The average values of row-sum and column-sum are listed in Table 1. In this case \(T_4\) is selected as CH because \(a_4\) has the minimum value. All the receivers are included in the cluster controlled by \(T_4\).

Table 1 Table of average values

6 The Proposed Location Based Cluster Formation (LBCF) Algorithm

Considering the framework for location based clustering described in Sect. 4 and the proposed analytical model described in Sect. 5, we design our LBCF algorithm. The basic objective is to provide maximum service coverage with optimum resource utilization irrespective of the content of communications. An appropriate CH is selected from the set of transmitting MTs \(\{T_1, T_2,\ldots ,T_n\}\in T_x\) which are interested in D2D communication to their corresponding receiving links

\(\{R_1,R_2,\ldots R_m\}\in R_x\).

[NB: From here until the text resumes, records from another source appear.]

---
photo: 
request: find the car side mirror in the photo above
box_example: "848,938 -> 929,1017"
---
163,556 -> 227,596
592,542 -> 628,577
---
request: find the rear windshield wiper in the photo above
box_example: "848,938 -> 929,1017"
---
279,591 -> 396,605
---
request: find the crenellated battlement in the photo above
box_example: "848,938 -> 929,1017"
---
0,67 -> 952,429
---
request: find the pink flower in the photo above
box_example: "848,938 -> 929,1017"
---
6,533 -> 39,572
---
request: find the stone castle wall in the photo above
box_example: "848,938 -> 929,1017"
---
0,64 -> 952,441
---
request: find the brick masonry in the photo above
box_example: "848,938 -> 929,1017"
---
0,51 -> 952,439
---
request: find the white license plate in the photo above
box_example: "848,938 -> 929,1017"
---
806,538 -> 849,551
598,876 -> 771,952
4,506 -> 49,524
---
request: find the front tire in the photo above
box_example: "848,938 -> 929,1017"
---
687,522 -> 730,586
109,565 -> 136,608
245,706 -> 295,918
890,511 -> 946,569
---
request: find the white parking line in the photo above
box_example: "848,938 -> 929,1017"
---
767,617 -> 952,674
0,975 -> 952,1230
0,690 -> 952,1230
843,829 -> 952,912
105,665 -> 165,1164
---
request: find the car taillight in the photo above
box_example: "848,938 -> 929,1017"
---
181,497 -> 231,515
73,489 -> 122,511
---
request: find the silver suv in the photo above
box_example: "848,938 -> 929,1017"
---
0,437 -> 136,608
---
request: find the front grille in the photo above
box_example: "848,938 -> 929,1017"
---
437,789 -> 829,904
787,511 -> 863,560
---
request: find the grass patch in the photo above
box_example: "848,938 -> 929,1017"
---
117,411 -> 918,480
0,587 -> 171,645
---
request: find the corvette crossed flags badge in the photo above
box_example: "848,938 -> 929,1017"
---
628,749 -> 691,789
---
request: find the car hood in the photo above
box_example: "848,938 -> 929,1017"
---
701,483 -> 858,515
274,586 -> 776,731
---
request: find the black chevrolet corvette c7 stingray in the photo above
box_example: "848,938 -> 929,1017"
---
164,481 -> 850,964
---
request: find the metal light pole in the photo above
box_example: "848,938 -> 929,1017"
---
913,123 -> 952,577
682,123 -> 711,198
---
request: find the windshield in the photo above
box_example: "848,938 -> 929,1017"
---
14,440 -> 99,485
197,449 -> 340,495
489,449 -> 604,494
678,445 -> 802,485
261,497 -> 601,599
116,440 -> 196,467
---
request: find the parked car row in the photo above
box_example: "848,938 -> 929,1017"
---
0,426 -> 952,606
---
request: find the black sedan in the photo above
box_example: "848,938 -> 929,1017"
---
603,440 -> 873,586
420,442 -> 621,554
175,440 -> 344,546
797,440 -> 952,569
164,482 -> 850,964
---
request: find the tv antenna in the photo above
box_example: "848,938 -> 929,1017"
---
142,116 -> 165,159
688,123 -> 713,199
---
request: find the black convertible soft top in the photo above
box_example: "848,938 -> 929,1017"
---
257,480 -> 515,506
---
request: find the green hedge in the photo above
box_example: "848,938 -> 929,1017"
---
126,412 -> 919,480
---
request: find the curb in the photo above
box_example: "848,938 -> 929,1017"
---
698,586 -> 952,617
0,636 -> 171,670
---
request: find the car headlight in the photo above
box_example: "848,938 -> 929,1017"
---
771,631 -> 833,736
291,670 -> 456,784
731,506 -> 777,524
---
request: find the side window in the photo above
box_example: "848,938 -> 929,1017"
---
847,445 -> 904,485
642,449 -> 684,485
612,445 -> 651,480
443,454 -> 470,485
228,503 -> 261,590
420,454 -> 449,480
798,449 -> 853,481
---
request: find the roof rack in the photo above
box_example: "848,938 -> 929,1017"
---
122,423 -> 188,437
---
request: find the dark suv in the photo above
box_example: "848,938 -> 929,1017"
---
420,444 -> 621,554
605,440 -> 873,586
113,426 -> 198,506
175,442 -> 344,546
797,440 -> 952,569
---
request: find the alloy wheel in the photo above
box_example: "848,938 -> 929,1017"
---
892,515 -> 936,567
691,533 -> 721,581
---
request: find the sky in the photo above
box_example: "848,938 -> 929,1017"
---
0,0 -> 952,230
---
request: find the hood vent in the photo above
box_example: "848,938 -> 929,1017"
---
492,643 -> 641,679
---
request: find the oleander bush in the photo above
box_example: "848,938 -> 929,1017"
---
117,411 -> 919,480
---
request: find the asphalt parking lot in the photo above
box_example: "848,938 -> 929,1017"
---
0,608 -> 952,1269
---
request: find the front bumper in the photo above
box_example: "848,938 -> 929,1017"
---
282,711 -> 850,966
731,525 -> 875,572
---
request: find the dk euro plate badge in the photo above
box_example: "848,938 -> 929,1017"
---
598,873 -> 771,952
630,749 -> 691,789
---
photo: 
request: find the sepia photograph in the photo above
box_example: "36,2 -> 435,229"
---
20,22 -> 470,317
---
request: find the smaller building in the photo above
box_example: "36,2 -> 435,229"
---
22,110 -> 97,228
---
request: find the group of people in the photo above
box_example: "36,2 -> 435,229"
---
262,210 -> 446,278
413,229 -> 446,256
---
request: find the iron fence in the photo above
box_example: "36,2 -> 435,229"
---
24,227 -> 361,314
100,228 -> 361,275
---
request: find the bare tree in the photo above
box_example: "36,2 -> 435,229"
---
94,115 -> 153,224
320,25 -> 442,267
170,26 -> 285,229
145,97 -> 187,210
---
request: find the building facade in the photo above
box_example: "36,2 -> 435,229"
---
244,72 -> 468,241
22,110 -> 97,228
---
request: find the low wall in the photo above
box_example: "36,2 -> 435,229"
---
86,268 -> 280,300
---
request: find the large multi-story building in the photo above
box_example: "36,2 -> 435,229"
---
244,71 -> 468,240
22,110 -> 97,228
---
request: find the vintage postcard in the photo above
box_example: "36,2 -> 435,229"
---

The location information of such D2D links already exists at the controlling BS. In this context we consider, \(d_{max}\) as the maximum distance within which the interested communicating peer may involve in D2D communication. The proposed LBCF divides the MTs in the network into k number of clusters \(\{C_1,C_2,\ldots C_k\} \in \mathcal {C}\), controlled by \(CH_1\), \(CH_2\),...,\(CH_k\) respectively such that each \(CH_i \in C_i\) (\(1 \le i \le k\)) is at the uniform signal coverage from all the transmitters whose receivers are included in the same cluster and thereby leading to an uniform delay while buffering the data. We consider an overlay based communication where the reserved channel is further divided into two parts. While one part is used for serving a set of users through cluster based D2D communications represented by the set \({\mathcal {N}}_c\) and the other is used for serving another set of users by the direct D2D communications which has not been included in any cluster also represented by the set \({\mathcal {N}}_d\). This way the interference between the users of \({\mathcal {N}}_c\) and \({\mathcal {N}}_d\) is eliminated. Let \(\eta\) be the set of requesting D2D links with pairing distances \(d_1, d_2,.., d_n\) from which BS computes \(r_{max}\), such that \(r_{max}=\max {\{d_1, d_2,\ldots d_n\}}\). Using \(r_{max}\), and taking a reference transmitter \(T_p \in T_x\), the CH is selected along with the receivers of the constructed cluster is formed based on the analytical model described earlier in Sect. 5. Note that each time a cluster is formed its service coverage must be disjoint to the already constructed cluster(s) if any with a suitable power tuning as explained in Sect. 4. This way inter-cluster interference is avoided. When all possible clusters are constructed, the set of unserved D2D links outside the clusters represented by \(\eta '\) are considered to operate in a conflict-free way using a frequency from the reserved channel set. We represent such links by the set \({\mathcal {N}}_d\). The formal representation of the proposed approach is presented in Algorithm 1. The flowchart of the overall algorithm is presented in Fig. 5. Note that the notations used in the flowchart and the algorithm with their meaning are presented in Table 2.

Fig. 5
figure 5

Flowchart of LBCF algorithm

Table 2 Notations with their meaning
figure c

6.1 Complexity of the Proposed Algorithm

We derive the time complexity of the proposed algorithm by considering the key steps. Let m number of clusters are formed from n number of requesting links. The outer loop denoted by the while statement will execute a maximum number of m times. Computing the maximum of the pairing distance among n number of links requires a complexity of O(n). \(Step\;4\) introduces a complexity overhead O(mn) to select the transmitter of \(d_{th}\) distance. When number of such transmitters is more than 3 the algorithm formulates a suitable cluster in else part of \(Step\;12\). Formulation of sparse matrix results a complexity overhead \(O(mk'^{2})\), where \(k'\) is the total number of transmitters considered in a cluster. In reality \(k'<n\) and varies at different instance of executions, therefore the algorithm executes with a worst case time complexity of O(mn).

7 Performance Evaluation

In this section we first describe the simulation environment followed by the evaluation of the proposed clustering technique. Next the proposed approach is compared with other existing approaches namely 0.2 Force D2D and 0.4 Force D2D as described in [13].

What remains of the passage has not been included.